Drawing on his fluent Japanese and unmatched intimacy with the culture, John Nathan reveals a nation newly unmoored from the traditions that have shored it up and sometimes stifled it. Dramatic changes in business are augured by Carlos Ghosn, the Brazilian president of Nissan, once scorned as an outsider, now hailed for reviving a moribund giant. The soft-spoken artist Yoshinori Kobayashi foments and reflects rabid nationalism among millions with his hugely popular comic books. Yasuo Tanaka, a puckish writer and bon vivant, wins the governorship of Nagano and revolutionizes Japanese politics with his radical populism.

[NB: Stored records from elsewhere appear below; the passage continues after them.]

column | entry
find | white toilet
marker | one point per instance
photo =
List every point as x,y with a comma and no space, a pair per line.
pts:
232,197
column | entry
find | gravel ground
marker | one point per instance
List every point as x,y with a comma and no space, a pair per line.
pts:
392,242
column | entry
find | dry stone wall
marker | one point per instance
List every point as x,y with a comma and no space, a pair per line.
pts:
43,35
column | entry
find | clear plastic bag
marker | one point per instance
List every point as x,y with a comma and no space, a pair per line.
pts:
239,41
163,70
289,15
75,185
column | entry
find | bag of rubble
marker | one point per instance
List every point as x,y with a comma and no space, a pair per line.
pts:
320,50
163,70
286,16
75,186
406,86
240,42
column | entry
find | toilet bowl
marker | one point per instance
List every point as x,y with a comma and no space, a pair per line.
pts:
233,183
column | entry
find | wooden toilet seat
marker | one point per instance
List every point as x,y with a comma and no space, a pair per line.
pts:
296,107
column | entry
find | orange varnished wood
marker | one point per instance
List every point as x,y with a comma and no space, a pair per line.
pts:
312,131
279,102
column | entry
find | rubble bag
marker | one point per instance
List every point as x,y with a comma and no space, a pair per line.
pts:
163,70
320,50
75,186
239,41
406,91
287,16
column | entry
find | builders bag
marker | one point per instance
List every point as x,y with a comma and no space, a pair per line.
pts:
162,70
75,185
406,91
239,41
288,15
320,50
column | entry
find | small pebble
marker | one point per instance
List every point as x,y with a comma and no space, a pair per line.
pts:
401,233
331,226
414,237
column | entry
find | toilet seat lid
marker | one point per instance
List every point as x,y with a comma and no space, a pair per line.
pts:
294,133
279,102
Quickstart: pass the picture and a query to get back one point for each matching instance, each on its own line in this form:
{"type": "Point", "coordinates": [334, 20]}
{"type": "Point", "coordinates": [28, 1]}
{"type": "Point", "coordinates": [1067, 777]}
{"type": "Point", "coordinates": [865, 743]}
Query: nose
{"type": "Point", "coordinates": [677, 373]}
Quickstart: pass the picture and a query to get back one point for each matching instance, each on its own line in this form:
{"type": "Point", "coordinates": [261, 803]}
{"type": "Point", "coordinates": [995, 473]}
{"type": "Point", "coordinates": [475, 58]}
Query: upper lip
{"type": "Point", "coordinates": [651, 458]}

Nathan delves beyond Japan's celebrities to map the epic shifts in daily life. He unveils the horrors of the Japanese school system. He goes inside a "career transition service" to witness the novel, nuanced rituals of job-hunting Japanese-style. He takes the pulse of ordinary citizens who are caught up in the country's many profound social shifts: agitprop pop culture, emerging feminism, environmentalism, teenage consumerism, entrepreneurship, and more.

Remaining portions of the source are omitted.